Italy's mayors, business organizations and union leaders urged Prime Minister Mario Draghi at the weekend to rethink his decision to resign, warning that the stability of the debt-laden country was at risk.
The mayors of 110 Italian cities, including the top 10 metropolitan areas, said in an open letter they were following the turmoil with "incredulity and concern" and called for all sides to show responsibility.
"We mayors, who are called upon every day to manage and resolve the problems that afflict our citizens, ask Mario Draghi to go ahead and explain to parliament the good reasons why the government must continue," they wrote.

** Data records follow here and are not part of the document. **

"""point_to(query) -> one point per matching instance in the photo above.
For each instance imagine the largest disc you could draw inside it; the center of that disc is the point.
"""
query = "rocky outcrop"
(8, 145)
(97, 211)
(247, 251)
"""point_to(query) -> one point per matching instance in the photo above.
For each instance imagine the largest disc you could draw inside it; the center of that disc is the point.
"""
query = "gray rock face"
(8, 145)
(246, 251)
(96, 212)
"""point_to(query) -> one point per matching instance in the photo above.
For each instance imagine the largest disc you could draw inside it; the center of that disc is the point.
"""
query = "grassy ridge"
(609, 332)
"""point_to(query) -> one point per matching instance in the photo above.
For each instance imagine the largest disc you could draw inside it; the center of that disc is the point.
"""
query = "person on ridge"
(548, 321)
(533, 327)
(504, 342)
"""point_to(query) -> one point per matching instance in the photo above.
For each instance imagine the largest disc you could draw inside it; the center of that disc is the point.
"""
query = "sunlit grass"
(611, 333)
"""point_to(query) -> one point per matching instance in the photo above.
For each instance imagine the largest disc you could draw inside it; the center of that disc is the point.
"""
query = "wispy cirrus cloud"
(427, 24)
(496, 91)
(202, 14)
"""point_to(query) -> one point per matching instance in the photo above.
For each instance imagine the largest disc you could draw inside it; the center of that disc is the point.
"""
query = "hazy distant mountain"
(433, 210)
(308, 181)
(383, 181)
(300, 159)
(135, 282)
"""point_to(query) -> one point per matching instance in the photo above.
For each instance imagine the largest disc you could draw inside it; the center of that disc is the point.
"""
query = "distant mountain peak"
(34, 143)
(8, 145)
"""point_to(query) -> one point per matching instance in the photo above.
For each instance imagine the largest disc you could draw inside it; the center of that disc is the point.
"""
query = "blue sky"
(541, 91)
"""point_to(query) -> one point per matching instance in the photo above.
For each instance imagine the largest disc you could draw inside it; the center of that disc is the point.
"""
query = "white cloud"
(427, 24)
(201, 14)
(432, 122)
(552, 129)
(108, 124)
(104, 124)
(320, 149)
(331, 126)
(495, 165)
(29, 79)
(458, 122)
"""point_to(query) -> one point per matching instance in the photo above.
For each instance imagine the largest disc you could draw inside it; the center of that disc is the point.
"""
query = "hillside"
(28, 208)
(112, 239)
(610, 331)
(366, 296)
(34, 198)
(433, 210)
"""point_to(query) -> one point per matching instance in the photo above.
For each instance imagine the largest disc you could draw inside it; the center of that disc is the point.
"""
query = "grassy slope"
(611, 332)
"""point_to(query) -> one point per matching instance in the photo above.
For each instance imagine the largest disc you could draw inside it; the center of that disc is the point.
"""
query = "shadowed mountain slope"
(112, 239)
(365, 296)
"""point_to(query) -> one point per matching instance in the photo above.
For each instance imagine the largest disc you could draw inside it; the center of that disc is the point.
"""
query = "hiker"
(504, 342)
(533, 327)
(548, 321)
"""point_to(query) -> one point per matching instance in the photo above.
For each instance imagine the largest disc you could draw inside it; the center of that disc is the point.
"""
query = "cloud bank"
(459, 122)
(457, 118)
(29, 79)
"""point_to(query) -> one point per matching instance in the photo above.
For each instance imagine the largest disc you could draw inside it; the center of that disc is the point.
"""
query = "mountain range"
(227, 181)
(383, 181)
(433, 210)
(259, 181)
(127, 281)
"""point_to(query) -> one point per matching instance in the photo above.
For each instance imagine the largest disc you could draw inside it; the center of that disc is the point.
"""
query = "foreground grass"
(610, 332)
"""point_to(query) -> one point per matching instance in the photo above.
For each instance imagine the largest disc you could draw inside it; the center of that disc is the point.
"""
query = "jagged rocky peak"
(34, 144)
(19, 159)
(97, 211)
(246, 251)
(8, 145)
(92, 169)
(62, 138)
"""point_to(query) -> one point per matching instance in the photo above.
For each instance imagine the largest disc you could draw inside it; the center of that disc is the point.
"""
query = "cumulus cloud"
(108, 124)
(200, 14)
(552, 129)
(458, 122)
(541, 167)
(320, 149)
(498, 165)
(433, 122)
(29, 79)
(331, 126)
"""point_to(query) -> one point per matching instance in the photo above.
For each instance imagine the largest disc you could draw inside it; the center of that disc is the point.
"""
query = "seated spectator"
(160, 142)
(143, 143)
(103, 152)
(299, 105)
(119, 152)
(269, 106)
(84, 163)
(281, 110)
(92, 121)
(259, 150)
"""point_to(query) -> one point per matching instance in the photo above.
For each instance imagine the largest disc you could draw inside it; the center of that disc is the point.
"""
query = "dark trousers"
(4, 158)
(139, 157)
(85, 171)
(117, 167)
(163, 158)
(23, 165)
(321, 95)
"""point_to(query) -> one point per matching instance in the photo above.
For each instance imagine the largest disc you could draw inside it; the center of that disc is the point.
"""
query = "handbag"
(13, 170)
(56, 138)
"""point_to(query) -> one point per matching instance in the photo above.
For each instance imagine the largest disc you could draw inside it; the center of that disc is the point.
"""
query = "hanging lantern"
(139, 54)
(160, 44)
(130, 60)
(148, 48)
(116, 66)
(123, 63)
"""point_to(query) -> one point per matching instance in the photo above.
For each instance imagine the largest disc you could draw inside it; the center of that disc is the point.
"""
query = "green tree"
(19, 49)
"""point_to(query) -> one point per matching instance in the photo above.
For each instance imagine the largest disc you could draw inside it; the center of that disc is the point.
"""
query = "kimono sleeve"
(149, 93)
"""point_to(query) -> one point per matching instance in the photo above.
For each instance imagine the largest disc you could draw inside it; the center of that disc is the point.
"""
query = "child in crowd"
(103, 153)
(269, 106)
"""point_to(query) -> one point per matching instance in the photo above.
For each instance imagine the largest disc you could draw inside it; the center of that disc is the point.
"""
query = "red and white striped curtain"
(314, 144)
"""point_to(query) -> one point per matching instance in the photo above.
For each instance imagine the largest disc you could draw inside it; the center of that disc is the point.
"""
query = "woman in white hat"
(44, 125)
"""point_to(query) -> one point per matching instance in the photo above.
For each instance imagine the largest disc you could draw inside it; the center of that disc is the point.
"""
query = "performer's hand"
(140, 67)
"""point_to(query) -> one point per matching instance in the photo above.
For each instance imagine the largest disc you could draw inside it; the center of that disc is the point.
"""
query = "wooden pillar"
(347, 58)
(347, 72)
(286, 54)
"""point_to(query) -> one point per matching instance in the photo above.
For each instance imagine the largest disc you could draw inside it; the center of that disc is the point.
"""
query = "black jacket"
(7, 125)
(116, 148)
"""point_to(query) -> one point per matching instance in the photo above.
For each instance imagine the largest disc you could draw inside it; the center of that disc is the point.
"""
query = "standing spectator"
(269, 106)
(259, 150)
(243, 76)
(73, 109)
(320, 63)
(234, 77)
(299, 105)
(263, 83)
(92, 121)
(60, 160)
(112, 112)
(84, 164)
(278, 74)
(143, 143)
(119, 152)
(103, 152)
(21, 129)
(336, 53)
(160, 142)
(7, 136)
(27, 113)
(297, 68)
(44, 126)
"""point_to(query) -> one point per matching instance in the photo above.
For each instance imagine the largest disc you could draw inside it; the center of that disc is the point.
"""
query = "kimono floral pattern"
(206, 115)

Draghi tendered his resignation last week after one of the parties in his broad coalition, the 5-Star Movement, refused to back the government in a parliamentary confidence vote.

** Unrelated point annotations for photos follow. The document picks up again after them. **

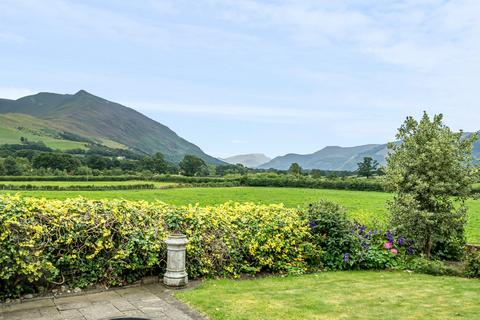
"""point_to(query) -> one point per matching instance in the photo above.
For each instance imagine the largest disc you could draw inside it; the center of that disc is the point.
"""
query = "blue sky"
(254, 76)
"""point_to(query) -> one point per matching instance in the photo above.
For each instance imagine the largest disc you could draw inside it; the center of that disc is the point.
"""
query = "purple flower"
(410, 251)
(389, 236)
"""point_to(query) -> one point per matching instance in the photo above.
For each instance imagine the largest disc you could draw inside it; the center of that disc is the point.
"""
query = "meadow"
(338, 295)
(366, 207)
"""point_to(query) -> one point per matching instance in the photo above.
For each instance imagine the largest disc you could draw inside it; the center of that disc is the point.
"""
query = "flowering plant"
(381, 249)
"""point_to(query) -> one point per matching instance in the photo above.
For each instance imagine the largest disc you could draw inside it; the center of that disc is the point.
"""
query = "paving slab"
(152, 302)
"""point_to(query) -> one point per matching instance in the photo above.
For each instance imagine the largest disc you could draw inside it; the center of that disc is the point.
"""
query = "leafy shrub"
(81, 242)
(349, 245)
(333, 233)
(472, 264)
(382, 249)
(92, 187)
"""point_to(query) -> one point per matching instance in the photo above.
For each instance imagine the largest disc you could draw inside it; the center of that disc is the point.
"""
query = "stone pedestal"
(176, 276)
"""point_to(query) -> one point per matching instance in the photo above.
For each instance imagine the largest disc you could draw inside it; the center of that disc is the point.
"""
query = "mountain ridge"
(338, 158)
(250, 160)
(94, 117)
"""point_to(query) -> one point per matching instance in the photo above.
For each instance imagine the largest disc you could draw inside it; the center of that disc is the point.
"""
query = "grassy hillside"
(104, 122)
(15, 126)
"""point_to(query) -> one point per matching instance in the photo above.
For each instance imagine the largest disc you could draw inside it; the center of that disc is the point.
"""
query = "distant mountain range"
(338, 158)
(65, 121)
(251, 160)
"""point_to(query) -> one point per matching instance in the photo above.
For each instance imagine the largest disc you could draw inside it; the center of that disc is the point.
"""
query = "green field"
(338, 295)
(365, 206)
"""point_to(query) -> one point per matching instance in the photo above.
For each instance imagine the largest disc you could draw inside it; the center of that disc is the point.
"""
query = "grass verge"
(338, 295)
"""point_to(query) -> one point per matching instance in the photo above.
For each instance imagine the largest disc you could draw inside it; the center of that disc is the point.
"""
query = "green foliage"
(83, 242)
(472, 264)
(426, 170)
(92, 187)
(156, 163)
(192, 165)
(295, 169)
(332, 232)
(11, 167)
(368, 167)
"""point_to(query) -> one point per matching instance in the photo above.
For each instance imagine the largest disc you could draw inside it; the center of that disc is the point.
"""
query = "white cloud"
(248, 113)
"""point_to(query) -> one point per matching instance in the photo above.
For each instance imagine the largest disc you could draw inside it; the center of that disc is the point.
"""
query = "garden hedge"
(17, 187)
(81, 242)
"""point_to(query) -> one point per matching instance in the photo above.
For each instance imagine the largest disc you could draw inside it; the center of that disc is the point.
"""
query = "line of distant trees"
(35, 158)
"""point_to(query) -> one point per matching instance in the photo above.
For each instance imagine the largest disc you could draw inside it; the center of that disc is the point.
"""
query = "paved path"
(152, 302)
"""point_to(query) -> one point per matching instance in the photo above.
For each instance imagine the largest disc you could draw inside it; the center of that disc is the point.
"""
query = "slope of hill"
(330, 158)
(251, 160)
(102, 121)
(339, 158)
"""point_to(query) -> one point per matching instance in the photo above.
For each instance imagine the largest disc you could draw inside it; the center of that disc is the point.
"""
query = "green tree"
(295, 169)
(192, 165)
(55, 161)
(430, 172)
(155, 163)
(11, 167)
(368, 167)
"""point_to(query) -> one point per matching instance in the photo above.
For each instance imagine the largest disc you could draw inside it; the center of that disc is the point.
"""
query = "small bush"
(81, 242)
(333, 233)
(472, 264)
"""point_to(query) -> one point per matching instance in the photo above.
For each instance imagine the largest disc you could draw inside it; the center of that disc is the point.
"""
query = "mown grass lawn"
(361, 204)
(338, 295)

President Sergio Mattarella rejected his resignation and asked him to address parliament this coming week, hoping he would find a consensus to stave off early elections at a time of international tumult and economic tension.
Draghi comfortably won the confidence vote on a package of measures aimed at alleviating the high cost of living for families and firms. Yet, he said without the full backing of all his partners, his national unity government could not continue.

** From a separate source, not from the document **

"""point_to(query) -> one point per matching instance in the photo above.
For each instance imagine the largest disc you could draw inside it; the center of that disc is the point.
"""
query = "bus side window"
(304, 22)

The populist 5-Star, riven by internal splits, says it has not withdrawn from the coalition but has called on Draghi to give the group guarantees that he will enact its policy priorities, such as a minimum wage.
"We cannot share the responsibility of government if there is no certainty over the issues that we have underlined," 5-Star leader Giuseppe Conte said on Facebook
A source in the prime minister's office said Draghi would not bow to any "ultimatums" and remained determined to resign.
He faced pressure to change his mind amidst warnings that Italy risked losing billions of euros in European Union post-pandemic recovery funds and would struggle to contain climbing energy costs without a fully functioning government.
An array of industry, farming and trade associations also released statements urging the government to carry on, while the head of Italy's largest union said stability was essential.
"I am not taking any sides, but I will say that we have a government that has not lost any confidence vote," Maurizio Landini, leader of the CGIL group, told La Repubblica daily.
However, overcoming growing rancor in government ranks and plowing on regardless looked increasingly difficult, making national elections in September or October a likely prospect.
Draghi took office in early 2021, tasked with guiding Italy through the COVID
emergency. The legislature is due to end in early 2023 and opinion polls suggest a bloc of conservative parties will win a clear majority.
Two of these parties, the League and Forza Italia, are in the coalition and the prospect of victory in an autumn ballot gives them a good reason to welcome the collapse of the coalition.
Both groups say they are willing to stay in a Draghi Cabinet but only on the condition that the 5-Star is no longer in the government — a demand that the prime minister has already ruled out.